Sul piano dell'efficacia soggettiva, poi, come deduce e documenta l'odierna ricorrente, in data 15/02/2017 - in vista dell'imminente stipula del contratto di affitto dell'azienda - la società (...) Spa (poi cedente l'azienda) sottoscrisse verbali di conciliazione individuale in sede sindacale ex art. 411 c.p.c., nei quali ciascun lavoratore dichiarava di prendere atto che il rapporto di lavoro sarebbe proseguito e sarebbe stato disciplinato, fra l'altro, dal predetto accordo sindacale in deroga, che il lavoratore dichiarava di conoscere e di accettare”.

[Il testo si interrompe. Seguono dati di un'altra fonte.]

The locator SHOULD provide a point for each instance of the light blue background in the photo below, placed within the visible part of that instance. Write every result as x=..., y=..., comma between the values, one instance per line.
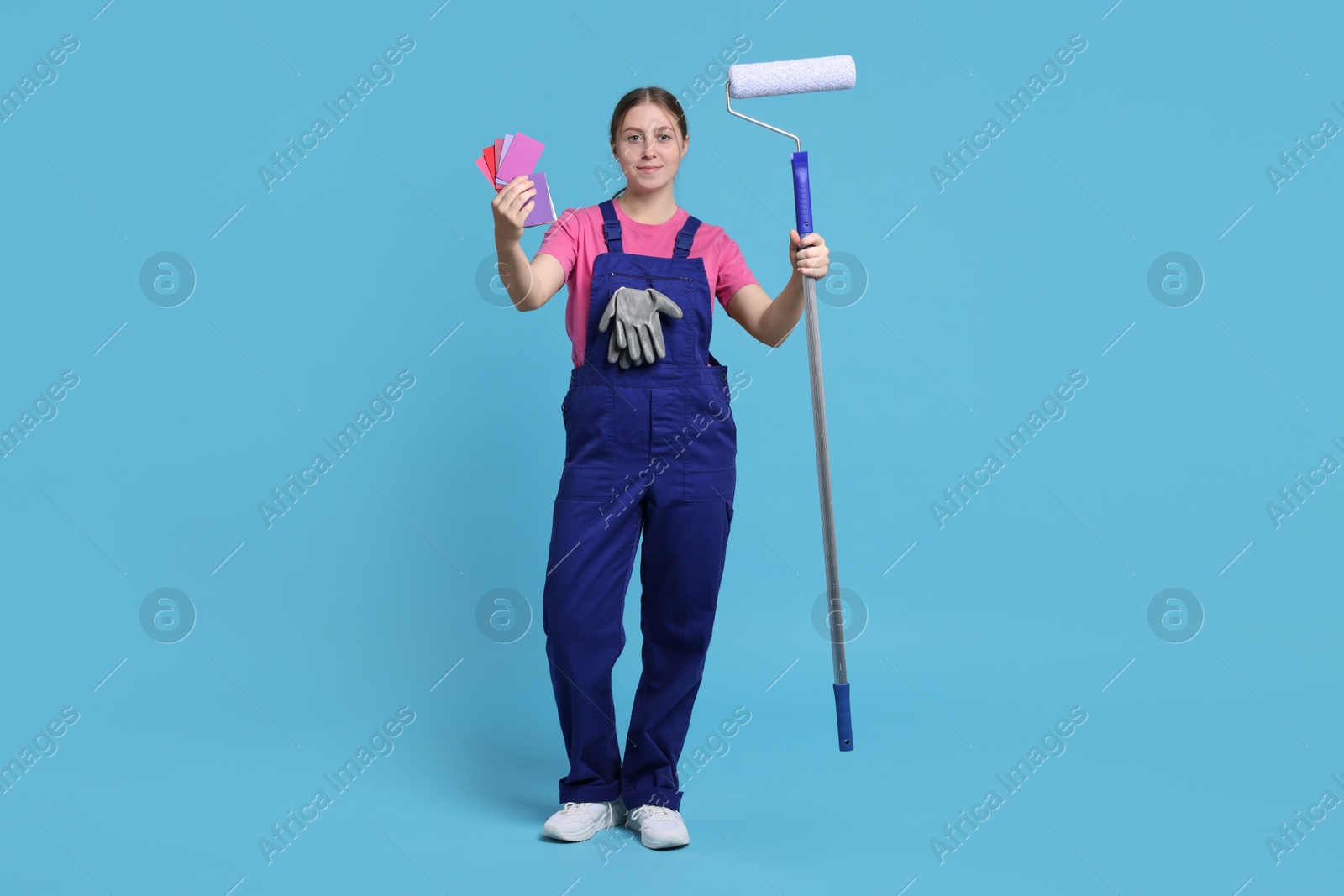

Su tutte queste clausole la Corte territoriale ha taciuto, limitandosi a sostenerne l'inapplicabilità in quanto contenute in un accordo non stipulato dalla società reclamante, argomento errato perché in violazione dell'art. 2112 c.c. … Ne deriva che il predetto accordo sindacale è certamente invocabile dalla odierna ricorrente perché non si tratta di res inter alios”.

Alla luce di quanto sopra, “la Corte rigetta il primo motivo del ricorso principale e accoglie il secondo; rigetta il ricorso incidentale; cassa la sentenza impugnata in relazione al motivo accolto e rinvia alla Corte d'Appello di Trieste, in diversa composizione, perché rivaluti la controversia alla luce dell'accoglimento del secondo motivo del ricorso principale, nonché per la regolamentazione delle spese di tutti i gradi di giudizio e del presente giudizio di legittimità”.

 

Prassi

Consiglio dei Ministri - seduta del 30 aprile 2024 n. 79: bonus assunzioni giovani e donne

Il Consiglio dei Ministri ha approvato un decreto-legge che introduce ulteriori disposizioni urgenti in materia di politiche di coesione.

Il decreto interviene anche con misure per rafforzare l’occupazione delle categorie di lavoratori più svantaggiate e in generale nel Mezzogiorno.

Si introduce il bonus giovani, che consiste nell’esonero dal 100% dei contributi previdenziali a carico dei datori di lavoro – nel limite massimo di 500 euro mensili – per 2 anni, per l’assunzione di giovani con età inferiore a 35 anni, donne e, nelle Regioni della Zona Economica Speciale unica del Mezzogiorno, anche degli over 35 disoccupati da almeno ventiquattro mesi.